Omelia (14-02-2010)
Monastero Domenicano Matris Domini
Commento su Luca 6,17.20-26

Lectio

Contesto

Dopo la chiamata dei primi discepoli (Lc 5,1-11), proposta la domenica scorsa, la liturgia ci propone nella VI domenica del Tempo ordinario l'inizio di un lungo discorso di Gesù (Lc 6,20-47; cfr. Mt 5-7), omettendo una serie di episodi che Luca ha in comune con gli altri sinottici.

Prima della nostra pericope infatti sono situate alcune guarigioni (5,12-14 e 6,6-11), la preghiera di Gesù (6,15-16), la chiamata di Levi (6,27-28) e una serie di controversie con scribi e farisei (5,17-6,5); infine la scelta dei Dodici (6,12-16). Il brano odierno è parallelo a Mt 5,1-12 (che abbiamo meditato nella festa di Tutti i santi lo scorso 1 novembre), ma ha delle caratteristiche specifiche, riferite sia al piano teologico del vangelo di Luca, sia alla situazione della comunità a cui egli indirizza il suo scritto.

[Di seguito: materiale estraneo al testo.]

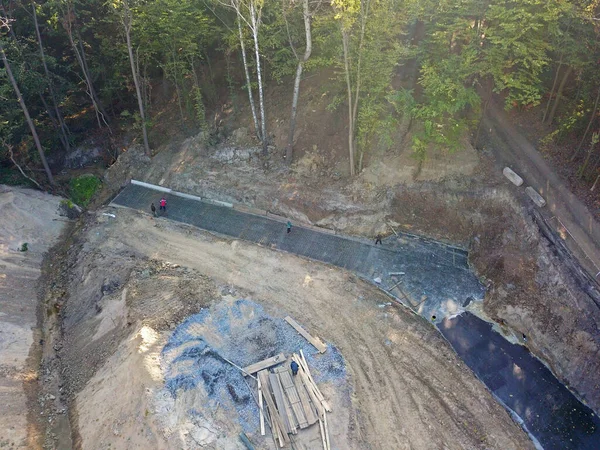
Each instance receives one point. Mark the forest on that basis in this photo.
(79, 70)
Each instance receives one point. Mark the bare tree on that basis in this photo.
(68, 21)
(345, 45)
(36, 139)
(126, 21)
(12, 158)
(248, 82)
(255, 18)
(64, 131)
(301, 61)
(253, 21)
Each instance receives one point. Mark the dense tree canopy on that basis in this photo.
(94, 67)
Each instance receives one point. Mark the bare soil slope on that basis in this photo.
(407, 388)
(27, 217)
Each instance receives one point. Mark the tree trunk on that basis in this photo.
(36, 139)
(550, 118)
(592, 118)
(83, 65)
(64, 131)
(126, 20)
(363, 25)
(301, 62)
(175, 75)
(595, 183)
(583, 167)
(63, 139)
(553, 88)
(345, 39)
(263, 120)
(248, 83)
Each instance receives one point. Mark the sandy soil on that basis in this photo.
(407, 388)
(27, 217)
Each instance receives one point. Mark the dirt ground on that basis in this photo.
(462, 200)
(406, 388)
(27, 217)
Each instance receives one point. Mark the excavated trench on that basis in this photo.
(432, 279)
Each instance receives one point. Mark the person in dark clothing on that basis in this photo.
(294, 366)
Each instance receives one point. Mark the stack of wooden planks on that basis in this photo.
(292, 402)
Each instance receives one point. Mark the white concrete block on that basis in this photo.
(537, 198)
(512, 176)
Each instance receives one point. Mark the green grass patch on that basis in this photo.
(83, 188)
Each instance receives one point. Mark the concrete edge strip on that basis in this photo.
(181, 194)
(259, 213)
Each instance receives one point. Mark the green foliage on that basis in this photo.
(83, 188)
(199, 108)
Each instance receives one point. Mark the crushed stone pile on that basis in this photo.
(242, 332)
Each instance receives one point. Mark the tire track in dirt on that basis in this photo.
(408, 389)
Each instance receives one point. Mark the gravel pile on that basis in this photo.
(240, 331)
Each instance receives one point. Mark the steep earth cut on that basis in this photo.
(465, 201)
(406, 389)
(29, 218)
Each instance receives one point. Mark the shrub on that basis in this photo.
(83, 189)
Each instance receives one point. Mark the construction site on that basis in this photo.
(236, 318)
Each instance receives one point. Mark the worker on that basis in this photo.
(294, 366)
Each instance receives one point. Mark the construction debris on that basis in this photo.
(315, 341)
(293, 401)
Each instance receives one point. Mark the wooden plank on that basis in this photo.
(260, 409)
(276, 420)
(309, 410)
(293, 397)
(322, 430)
(313, 397)
(326, 431)
(317, 391)
(265, 364)
(315, 341)
(288, 408)
(280, 403)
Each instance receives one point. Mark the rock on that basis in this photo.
(512, 176)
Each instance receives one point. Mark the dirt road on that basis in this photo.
(564, 210)
(407, 387)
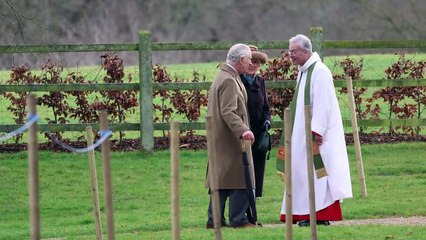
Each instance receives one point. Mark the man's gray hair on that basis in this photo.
(236, 52)
(304, 42)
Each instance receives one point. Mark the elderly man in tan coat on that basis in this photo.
(227, 105)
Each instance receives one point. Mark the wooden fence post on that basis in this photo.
(316, 34)
(175, 195)
(310, 160)
(94, 182)
(355, 133)
(33, 168)
(145, 75)
(106, 159)
(288, 126)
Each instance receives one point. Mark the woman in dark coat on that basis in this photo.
(259, 113)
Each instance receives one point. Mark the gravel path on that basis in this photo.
(411, 221)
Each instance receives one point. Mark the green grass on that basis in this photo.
(395, 177)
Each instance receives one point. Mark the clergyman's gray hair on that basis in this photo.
(236, 52)
(304, 42)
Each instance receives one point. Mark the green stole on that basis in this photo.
(318, 162)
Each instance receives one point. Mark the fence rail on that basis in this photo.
(146, 87)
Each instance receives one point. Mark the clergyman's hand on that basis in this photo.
(318, 139)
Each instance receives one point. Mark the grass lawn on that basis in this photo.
(395, 177)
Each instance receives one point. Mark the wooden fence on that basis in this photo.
(145, 47)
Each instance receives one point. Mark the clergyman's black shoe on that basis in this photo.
(303, 223)
(323, 222)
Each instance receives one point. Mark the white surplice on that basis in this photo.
(327, 122)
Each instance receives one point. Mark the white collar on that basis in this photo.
(314, 58)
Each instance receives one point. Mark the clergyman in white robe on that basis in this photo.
(327, 122)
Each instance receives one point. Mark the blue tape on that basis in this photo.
(104, 135)
(31, 120)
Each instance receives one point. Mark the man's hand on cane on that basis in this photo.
(248, 135)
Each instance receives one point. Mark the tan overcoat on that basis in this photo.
(227, 104)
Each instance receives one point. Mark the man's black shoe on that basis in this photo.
(306, 223)
(211, 226)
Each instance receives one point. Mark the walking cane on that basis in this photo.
(251, 211)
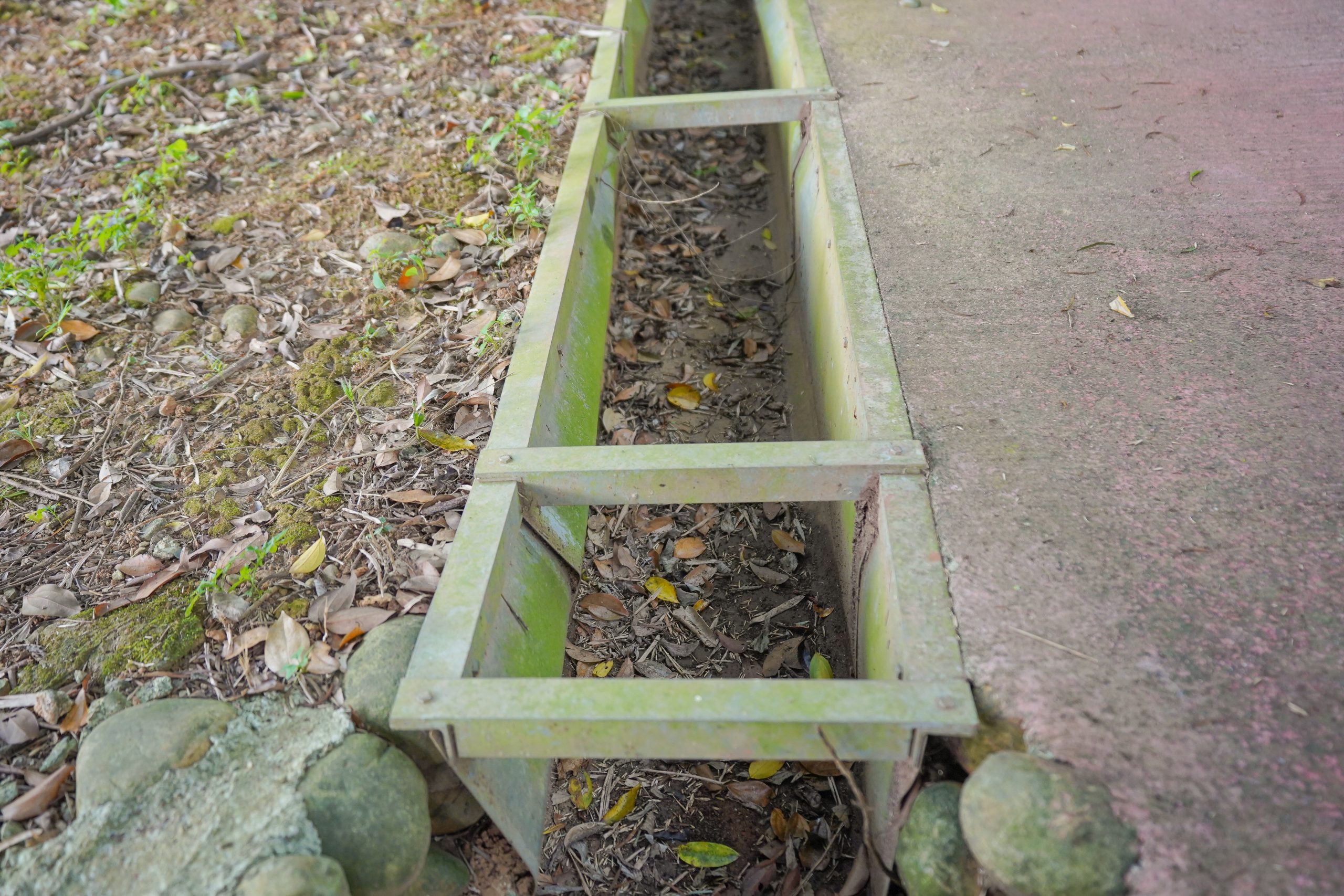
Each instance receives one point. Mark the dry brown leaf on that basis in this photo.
(414, 496)
(246, 641)
(469, 237)
(754, 793)
(78, 715)
(689, 549)
(823, 767)
(335, 601)
(581, 655)
(353, 618)
(50, 601)
(163, 578)
(322, 662)
(82, 331)
(288, 647)
(44, 793)
(142, 565)
(450, 268)
(699, 575)
(779, 653)
(604, 606)
(768, 575)
(14, 449)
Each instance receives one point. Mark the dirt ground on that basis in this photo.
(233, 437)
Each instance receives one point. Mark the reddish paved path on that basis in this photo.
(1164, 493)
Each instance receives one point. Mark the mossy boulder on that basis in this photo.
(138, 746)
(444, 875)
(389, 244)
(373, 676)
(1041, 828)
(155, 636)
(239, 321)
(932, 856)
(295, 876)
(995, 734)
(368, 801)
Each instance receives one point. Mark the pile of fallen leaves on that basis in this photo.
(257, 308)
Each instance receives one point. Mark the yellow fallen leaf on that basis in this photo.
(662, 589)
(310, 559)
(702, 855)
(685, 397)
(445, 441)
(624, 806)
(786, 542)
(581, 794)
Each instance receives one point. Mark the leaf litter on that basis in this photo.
(711, 590)
(217, 387)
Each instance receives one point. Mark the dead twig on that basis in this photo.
(874, 856)
(38, 135)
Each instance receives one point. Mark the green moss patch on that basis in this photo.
(152, 636)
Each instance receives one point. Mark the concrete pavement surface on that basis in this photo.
(1160, 496)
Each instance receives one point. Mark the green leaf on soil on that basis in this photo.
(702, 855)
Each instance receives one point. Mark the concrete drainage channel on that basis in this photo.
(487, 678)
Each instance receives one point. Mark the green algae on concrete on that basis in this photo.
(932, 856)
(152, 636)
(1041, 828)
(995, 734)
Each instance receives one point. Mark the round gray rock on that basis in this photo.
(932, 856)
(373, 676)
(104, 708)
(444, 244)
(444, 875)
(138, 746)
(369, 804)
(172, 320)
(387, 244)
(239, 321)
(371, 679)
(1041, 828)
(143, 292)
(295, 876)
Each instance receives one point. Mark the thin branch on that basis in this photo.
(256, 61)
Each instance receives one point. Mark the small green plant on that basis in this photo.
(347, 388)
(246, 582)
(526, 136)
(39, 273)
(523, 207)
(248, 97)
(44, 513)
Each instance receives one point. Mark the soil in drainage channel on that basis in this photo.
(716, 590)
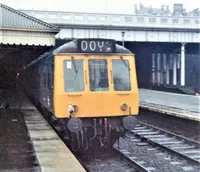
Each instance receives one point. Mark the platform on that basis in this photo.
(51, 154)
(180, 105)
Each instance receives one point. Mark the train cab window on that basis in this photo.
(121, 75)
(73, 76)
(98, 73)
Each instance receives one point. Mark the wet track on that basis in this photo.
(17, 153)
(153, 158)
(180, 126)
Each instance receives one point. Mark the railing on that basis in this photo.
(125, 20)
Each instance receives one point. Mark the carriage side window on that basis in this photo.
(98, 73)
(73, 75)
(121, 75)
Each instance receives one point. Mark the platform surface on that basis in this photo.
(180, 105)
(51, 153)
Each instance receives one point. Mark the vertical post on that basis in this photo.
(174, 70)
(182, 64)
(167, 69)
(158, 69)
(164, 69)
(153, 68)
(161, 68)
(123, 33)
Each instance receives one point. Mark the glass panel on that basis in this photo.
(121, 75)
(98, 73)
(73, 75)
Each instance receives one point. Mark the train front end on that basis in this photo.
(95, 89)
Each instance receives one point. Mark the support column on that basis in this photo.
(158, 69)
(167, 69)
(161, 68)
(153, 68)
(164, 68)
(174, 70)
(182, 64)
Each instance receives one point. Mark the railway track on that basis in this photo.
(177, 153)
(181, 146)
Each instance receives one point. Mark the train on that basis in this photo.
(89, 86)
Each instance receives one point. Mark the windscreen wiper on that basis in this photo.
(125, 63)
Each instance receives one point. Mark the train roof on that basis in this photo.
(74, 47)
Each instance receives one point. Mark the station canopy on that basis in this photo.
(22, 39)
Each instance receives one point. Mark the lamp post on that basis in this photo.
(123, 33)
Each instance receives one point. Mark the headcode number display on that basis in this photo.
(96, 46)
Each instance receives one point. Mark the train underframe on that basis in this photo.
(86, 133)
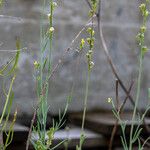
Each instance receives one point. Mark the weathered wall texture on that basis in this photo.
(121, 20)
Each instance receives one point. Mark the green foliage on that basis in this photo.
(6, 72)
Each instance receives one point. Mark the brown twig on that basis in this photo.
(120, 112)
(60, 61)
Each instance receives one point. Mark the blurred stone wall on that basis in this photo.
(121, 21)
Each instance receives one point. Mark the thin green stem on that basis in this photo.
(85, 100)
(7, 99)
(137, 100)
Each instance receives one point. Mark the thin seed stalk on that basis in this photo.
(137, 99)
(85, 101)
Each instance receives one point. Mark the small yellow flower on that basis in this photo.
(36, 64)
(51, 29)
(109, 100)
(54, 4)
(49, 15)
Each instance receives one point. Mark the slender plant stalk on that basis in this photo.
(85, 100)
(137, 100)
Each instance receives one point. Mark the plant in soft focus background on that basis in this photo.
(6, 71)
(43, 73)
(89, 56)
(136, 131)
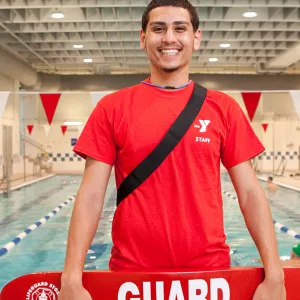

Partendo dalla stessa fonte i due autori ci offrono testi differenti perché gli evangelisti infatti non sono semplici cronisti, interessati solo a trasmettere fatti e parole, ma testimoni. Le parole di Gesù sono un fermento di vita: la Chiesa primitiva le trasmette soltanto avvolte nella sua propria vita (J. Dupont).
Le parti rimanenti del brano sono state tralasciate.